Edgar Allan Poe Eserlerinde İllüstrasyon İncelemeleri: Hikayeyi Anlaşılır Kılmak

Editör:
Sıla Karaca
spot_img

Şüphesiz korku ve dehşet edebiyatının büyük ismi Edgar Allan Poe, geçmişten günümüze büyük yazarları, şairleri ve ressamları etkilemiş ve etkilemeye devam etmektedir. Gotik edebiyatının babası olarak görülen Poe, kısa ömründe birçok kısa hikaye ve şiir yazmıştır. Bu hikayeler okuyucuları sadece etkilemekle kalmamış, içlerindeki sanat aşkını da alevlendirmiştir.

Başta Howard Philips Lovecraft olmak üzere, Charles Dickens, E. T. A. Hoffmann, Elizabeth Barrett Browning ve Thomas de Quincey gibi edebiyatın başlıca önde gelenleri Edgar Allan Poe’dan büyük ölçüde yer etmiştir. Fakat Poe’nun etkisi sadece edebiyatla kalmamış, resim sanatına da yansımıştır.

Edgar Allan Poe’nun eserlerinden etkilenip illüstrasyon çalışması yapan ressamları isimlendirmek gerekirse, bunlar Harry Clarke, Arthur Rackham, Edmund Dulac ve Gustave Dore olurdu.

İlk olarak Harry Clarke’ın Tales of Mystery and Imagination (Gizem ve Hayal Gücü Hikayeleri) adlı 1902 baskılı illüstrasyon kitabıyla başlayalım. İrlandalı sanatçı bu tek renkli 24 resimde Poe’nun klostrofobisi, dehşeti ve korkusunu çok iyi bir şekilde işlemiştir.

Henry Clarke – “Morella” İllüstrasyonu

https://publicdomainreview.org/

“The Earth grew dark, and its figures passed by me, like flitting shadows, and among them all I beheld only—Morella” (“Morella”)
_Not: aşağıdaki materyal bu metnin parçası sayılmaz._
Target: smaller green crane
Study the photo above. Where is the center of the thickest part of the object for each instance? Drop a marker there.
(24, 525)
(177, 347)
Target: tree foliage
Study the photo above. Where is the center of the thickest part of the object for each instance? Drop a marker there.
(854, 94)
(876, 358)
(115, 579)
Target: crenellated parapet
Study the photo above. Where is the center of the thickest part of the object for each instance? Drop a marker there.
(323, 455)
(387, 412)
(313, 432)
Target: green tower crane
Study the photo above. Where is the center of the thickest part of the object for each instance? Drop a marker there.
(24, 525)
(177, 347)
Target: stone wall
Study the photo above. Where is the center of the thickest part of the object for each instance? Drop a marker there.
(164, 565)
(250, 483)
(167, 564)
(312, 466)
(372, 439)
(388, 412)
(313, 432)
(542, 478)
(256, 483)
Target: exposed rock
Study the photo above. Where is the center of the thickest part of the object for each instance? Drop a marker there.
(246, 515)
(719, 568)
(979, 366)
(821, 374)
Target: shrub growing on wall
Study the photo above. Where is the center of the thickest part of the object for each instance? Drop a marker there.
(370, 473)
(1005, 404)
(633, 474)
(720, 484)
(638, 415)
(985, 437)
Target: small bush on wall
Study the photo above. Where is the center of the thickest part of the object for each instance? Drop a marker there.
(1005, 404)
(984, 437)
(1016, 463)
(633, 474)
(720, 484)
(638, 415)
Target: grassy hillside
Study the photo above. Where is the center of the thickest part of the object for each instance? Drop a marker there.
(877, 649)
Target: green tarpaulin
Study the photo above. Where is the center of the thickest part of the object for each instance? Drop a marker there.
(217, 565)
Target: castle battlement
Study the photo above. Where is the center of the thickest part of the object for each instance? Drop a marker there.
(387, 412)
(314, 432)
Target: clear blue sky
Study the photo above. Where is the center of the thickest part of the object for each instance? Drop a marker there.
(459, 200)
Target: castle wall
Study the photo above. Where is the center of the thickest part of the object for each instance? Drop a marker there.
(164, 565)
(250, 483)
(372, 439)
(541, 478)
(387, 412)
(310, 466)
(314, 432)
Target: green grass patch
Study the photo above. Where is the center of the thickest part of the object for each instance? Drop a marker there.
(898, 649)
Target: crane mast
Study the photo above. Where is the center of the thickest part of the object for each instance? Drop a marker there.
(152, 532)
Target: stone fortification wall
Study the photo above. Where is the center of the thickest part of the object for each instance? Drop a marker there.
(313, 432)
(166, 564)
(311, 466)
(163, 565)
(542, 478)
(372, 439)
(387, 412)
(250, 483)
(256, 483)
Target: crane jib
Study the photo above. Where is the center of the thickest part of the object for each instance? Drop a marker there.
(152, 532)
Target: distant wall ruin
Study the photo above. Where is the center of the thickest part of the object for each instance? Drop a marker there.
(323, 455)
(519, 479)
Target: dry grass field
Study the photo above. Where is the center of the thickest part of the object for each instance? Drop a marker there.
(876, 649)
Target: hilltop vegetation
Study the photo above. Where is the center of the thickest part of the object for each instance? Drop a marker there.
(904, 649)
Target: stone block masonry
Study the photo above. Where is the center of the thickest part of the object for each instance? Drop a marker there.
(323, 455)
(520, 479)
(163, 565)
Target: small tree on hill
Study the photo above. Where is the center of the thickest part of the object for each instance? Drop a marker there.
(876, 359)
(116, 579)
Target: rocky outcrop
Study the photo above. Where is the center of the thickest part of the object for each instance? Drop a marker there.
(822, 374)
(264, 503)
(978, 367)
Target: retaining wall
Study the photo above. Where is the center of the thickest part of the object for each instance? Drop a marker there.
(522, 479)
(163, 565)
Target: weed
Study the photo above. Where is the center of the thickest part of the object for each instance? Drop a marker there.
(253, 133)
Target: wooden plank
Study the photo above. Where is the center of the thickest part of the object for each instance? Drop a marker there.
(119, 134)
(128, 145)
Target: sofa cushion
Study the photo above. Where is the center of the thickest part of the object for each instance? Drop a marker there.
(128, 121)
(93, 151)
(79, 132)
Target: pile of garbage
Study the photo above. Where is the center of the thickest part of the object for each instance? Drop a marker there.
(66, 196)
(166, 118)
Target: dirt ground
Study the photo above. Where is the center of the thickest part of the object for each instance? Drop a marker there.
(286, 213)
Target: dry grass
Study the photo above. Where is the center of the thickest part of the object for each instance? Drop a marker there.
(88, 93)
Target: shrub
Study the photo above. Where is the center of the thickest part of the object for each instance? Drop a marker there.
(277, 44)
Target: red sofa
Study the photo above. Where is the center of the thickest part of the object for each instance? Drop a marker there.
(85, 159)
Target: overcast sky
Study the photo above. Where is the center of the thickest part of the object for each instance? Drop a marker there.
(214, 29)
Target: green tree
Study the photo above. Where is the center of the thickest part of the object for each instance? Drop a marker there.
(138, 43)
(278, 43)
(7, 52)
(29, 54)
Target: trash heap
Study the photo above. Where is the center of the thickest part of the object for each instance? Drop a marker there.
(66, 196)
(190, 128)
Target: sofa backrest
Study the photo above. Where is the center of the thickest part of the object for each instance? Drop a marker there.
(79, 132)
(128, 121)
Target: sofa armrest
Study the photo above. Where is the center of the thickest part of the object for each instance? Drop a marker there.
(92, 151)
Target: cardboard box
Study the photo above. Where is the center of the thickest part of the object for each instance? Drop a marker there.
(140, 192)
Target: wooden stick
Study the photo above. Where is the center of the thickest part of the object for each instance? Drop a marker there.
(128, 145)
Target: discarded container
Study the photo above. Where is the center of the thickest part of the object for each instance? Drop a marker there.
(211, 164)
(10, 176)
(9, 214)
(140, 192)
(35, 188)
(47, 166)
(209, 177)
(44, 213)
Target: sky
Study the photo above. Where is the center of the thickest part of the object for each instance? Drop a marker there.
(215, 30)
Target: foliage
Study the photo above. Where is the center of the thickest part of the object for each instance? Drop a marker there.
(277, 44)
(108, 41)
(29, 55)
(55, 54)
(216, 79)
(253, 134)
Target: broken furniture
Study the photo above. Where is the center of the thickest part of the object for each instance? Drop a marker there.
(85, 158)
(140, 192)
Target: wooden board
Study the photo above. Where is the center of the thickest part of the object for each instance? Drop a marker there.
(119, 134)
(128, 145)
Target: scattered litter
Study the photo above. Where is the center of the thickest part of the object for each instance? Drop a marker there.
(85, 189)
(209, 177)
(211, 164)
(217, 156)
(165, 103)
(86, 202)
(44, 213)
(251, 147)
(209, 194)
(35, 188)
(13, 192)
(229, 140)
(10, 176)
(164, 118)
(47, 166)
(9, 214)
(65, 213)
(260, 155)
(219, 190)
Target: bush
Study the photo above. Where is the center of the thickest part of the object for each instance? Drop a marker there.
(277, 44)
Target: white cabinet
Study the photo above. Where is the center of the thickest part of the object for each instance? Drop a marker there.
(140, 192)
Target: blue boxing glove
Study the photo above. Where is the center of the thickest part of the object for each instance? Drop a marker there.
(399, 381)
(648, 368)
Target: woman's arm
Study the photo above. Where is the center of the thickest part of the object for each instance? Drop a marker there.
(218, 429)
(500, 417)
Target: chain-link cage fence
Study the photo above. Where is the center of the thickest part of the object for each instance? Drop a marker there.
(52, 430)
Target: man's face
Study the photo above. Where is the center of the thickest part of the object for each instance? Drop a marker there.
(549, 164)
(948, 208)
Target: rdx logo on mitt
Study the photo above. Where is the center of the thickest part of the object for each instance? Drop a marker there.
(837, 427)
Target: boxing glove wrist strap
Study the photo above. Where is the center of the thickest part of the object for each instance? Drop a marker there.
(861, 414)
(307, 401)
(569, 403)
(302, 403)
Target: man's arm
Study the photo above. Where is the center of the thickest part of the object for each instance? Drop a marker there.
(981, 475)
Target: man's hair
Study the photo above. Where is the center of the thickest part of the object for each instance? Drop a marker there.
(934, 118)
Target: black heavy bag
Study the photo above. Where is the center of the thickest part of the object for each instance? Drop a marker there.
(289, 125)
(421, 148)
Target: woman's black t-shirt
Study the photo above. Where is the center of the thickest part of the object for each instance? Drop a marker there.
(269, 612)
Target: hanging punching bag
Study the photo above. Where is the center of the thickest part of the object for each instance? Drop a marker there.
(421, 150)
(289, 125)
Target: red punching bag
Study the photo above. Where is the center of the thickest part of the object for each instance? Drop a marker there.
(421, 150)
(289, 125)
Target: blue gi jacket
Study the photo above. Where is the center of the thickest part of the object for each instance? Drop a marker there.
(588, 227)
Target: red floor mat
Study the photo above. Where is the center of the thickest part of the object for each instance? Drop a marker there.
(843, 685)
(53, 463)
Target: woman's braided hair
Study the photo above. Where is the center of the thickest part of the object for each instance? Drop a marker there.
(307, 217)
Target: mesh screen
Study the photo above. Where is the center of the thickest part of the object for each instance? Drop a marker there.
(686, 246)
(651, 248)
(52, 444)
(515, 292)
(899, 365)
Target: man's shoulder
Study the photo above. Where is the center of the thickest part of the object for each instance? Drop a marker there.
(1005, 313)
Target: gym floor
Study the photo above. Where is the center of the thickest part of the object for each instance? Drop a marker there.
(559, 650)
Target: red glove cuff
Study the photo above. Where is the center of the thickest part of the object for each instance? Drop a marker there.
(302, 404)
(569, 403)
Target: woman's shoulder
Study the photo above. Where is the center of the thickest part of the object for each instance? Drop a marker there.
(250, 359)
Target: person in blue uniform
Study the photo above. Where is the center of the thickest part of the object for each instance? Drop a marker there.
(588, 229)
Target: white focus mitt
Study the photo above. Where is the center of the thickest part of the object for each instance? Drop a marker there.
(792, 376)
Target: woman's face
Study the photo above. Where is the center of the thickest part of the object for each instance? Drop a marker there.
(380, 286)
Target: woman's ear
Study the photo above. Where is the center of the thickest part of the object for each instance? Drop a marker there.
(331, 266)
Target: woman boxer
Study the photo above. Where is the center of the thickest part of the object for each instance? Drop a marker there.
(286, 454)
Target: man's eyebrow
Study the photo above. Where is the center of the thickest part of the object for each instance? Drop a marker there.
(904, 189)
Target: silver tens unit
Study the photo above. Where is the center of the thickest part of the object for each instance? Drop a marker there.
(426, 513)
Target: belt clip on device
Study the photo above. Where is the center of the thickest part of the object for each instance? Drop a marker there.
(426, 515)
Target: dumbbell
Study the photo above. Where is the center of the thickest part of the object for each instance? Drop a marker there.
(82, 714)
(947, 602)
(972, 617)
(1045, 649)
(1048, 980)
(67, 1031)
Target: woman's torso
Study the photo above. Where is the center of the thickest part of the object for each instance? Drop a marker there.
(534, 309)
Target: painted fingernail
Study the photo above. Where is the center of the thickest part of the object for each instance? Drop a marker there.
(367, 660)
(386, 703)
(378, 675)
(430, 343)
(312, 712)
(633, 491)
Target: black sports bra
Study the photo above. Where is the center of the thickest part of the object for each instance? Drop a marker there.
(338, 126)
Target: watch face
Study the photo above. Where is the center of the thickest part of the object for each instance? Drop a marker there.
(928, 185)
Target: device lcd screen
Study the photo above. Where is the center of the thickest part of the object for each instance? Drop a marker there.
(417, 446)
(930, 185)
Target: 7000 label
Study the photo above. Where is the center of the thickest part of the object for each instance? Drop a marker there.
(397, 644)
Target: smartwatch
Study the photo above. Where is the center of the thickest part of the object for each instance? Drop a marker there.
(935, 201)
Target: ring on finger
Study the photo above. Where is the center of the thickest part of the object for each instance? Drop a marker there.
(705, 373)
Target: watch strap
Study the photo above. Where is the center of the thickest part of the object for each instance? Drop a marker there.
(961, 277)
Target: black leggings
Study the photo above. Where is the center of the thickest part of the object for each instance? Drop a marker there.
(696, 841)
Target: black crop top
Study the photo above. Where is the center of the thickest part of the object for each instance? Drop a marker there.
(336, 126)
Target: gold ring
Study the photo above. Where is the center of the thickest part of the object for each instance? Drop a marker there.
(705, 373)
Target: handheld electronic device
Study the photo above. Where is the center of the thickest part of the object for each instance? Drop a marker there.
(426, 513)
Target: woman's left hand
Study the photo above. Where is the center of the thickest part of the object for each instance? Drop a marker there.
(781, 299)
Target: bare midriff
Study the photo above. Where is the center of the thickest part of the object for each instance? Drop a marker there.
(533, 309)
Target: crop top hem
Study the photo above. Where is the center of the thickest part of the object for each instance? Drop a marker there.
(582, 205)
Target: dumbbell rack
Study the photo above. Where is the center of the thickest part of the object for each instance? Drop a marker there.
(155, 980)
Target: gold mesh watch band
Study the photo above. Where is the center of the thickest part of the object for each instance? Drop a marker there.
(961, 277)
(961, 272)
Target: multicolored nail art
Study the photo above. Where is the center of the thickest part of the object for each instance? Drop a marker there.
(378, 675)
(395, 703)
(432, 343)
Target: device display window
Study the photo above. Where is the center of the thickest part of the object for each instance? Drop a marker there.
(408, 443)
“Yeryüzü karardı ve şekilleri uçuşan gölgeler gibi yanımdan geçti ve onların arasında ben sadece Morella’yı seyrettim.” (“Morella”)

Poe’nun eserlerine aşina olanlar, eserlerinde birçok sevgilisini ve onlara duyduğu derin aşkını bilirler. Morella’da bunlardan farklı değildir. (Fakat hikayenin başında anlatıcımız Morella öldükten sonra pişman olacağından habersiz, Morella’nın sadece zekasına aşıktır.) Clarke, bu illüstrasyonu ile muhtemelen Dünyanın tüm güzellikleri Morella’nın ölümünden sonra karanlığa gömüldüğünü, fakat anlatıcımız için önemli olan sadece Morella olduğu anlatılmakta. İllüstrasyonda ise bir sürü toplum tarafından güzel bulunan çiçek motifleri ve birkaç kadın suratı bulunmakta. Anlatıcımız ne çiçeklere ne de kadınlara aldırıyor. Onun için önemli olan tek şey Morella; ancak Morella yerde ölü vaziyette yattığı için artık her şey için çok geç.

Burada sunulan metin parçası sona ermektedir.